By joining the Welcome Campaign, congregations like Beth Elohim pledge to take action and educate others about refugees, raising money for them and welcoming them into their own communities.
“Over the last year, many different populations in the United States Jewish community have really awoken to the global refugee crisis in a new way,” Rabbi Rachel Grant Meyer, the director of education for community engagement at HIAS, told The Jerusalem Post
The Succot holiday, she added, is “a particularly meaningful moment to be talking about refugees.
“This is a holiday where Jews wrestle with and turn our awareness to our own fragility and to the impermanence of shelter. There is a natural connection between the way we are supposed to observe this holiday and the stories of contemporary refugees, who are definitely people who are aware of their own fragility,” she explained.
In creating the refugee- themed succa in Brooklyn, Meyer said congregants get to reconnect with the true meaning of the holiday in a relevant way.
“Because of the tradition of inviting guests, or ‘ushpizin’ into the succa, we wanted to create a set of materials that would allow those celebrating the holiday to bring the stories, the actual words of refugees, into their succa as modern ushpizin,” she told the Post.
Designer Jennifer Hanlin, who created the succa, explained that her goal was to build something that would make people discuss the meaning of a succa, while making sure the basic religious elements of it were maintained.

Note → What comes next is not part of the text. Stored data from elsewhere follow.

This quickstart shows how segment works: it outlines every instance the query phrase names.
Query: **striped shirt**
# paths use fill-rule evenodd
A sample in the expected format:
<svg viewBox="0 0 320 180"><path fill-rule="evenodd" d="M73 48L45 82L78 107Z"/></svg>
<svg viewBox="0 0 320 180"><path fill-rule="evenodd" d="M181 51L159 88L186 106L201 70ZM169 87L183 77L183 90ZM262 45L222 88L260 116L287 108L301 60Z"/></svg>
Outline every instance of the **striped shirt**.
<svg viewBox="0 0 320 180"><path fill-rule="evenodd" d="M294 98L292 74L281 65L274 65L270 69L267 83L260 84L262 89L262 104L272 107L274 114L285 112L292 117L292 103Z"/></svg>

“When you go to HIAS’s website, or even the United Nations websites about refugees, there is a lot of content and all of it is so important,” she said. “Originally, we had thought about putting portraits of refugees on the wall, but the content became so meaningful, so I thought about slide shows where you watch the screen and absorb layers of information.

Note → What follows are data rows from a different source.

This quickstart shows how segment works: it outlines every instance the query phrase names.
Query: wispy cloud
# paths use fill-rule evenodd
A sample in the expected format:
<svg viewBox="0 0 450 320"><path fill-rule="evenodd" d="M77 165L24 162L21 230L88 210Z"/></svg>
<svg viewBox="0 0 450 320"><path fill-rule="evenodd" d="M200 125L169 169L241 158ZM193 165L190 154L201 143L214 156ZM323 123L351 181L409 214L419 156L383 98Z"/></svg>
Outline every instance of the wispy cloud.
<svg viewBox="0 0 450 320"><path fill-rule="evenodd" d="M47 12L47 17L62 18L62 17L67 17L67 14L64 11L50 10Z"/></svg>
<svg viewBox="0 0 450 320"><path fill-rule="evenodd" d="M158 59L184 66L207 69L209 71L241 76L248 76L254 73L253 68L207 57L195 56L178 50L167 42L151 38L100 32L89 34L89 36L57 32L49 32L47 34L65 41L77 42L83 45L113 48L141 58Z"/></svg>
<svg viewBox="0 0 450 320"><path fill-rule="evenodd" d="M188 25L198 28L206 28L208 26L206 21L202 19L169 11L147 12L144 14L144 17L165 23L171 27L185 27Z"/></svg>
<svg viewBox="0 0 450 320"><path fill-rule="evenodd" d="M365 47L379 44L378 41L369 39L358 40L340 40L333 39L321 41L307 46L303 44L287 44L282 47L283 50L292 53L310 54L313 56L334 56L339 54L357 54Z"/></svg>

“I wanted for people to feel a sense of intimacy with the stories,” Hanlin added. “You actually have to come close to the screen to really get the information, and I think that bringing your body close to the screen is an intimate experience.”
She kept some of the playful elements of a tent for children to enjoy, such as the curtains and the child-size opening at the back of the succa, while appealing to adults with the significance of the construction and inscriptions on each side.
Meyer said the succa at Congregation Beth Elohim is really a microcosm of a larger movement that has been unfolding over the past year among the Jewish community, which has been more and more open to learning about the ongoing refugee crisis, and even getting involved.
“More than anything else in the Torah, we learn that we have a responsibility to welcome the stranger, and not just to welcome them but also to protect and to love the stranger,” she told the Post
. “That is really a foremost value of Jewish tradition, and unlike the other commandments in the Torah, we are actually given a reason for why we are supposed to welcome and love the stranger, and that is because we were strangers in the land of Egypt.”
Meyer added that the role of the Jewish community in helping refugees can be of great importance today.
“We’re in a unique moment,” she said. “This is the first time in history where Jews aren’t predominantly the refugees themselves, but we are really uniquely positioned to be able to help refugees today.”
Carla Weiss, a member of the Beth Elohim Congregation who helped create the presentations inside the succa, said the project has made her more curious about refugees.
“The stories that I read were so compelling because they put a face to the refugee crisis,” she said. “I’m definitely much more engaged, much more interested and willing to find out how I can help now.
“Being reminded about what it’s like to not have a home, especially with the political climate right now, now more than ever, it’s a great time for Jews to think how they can give back and share,” Weiss added. “The succa is our home for the week, everyone should have a home.”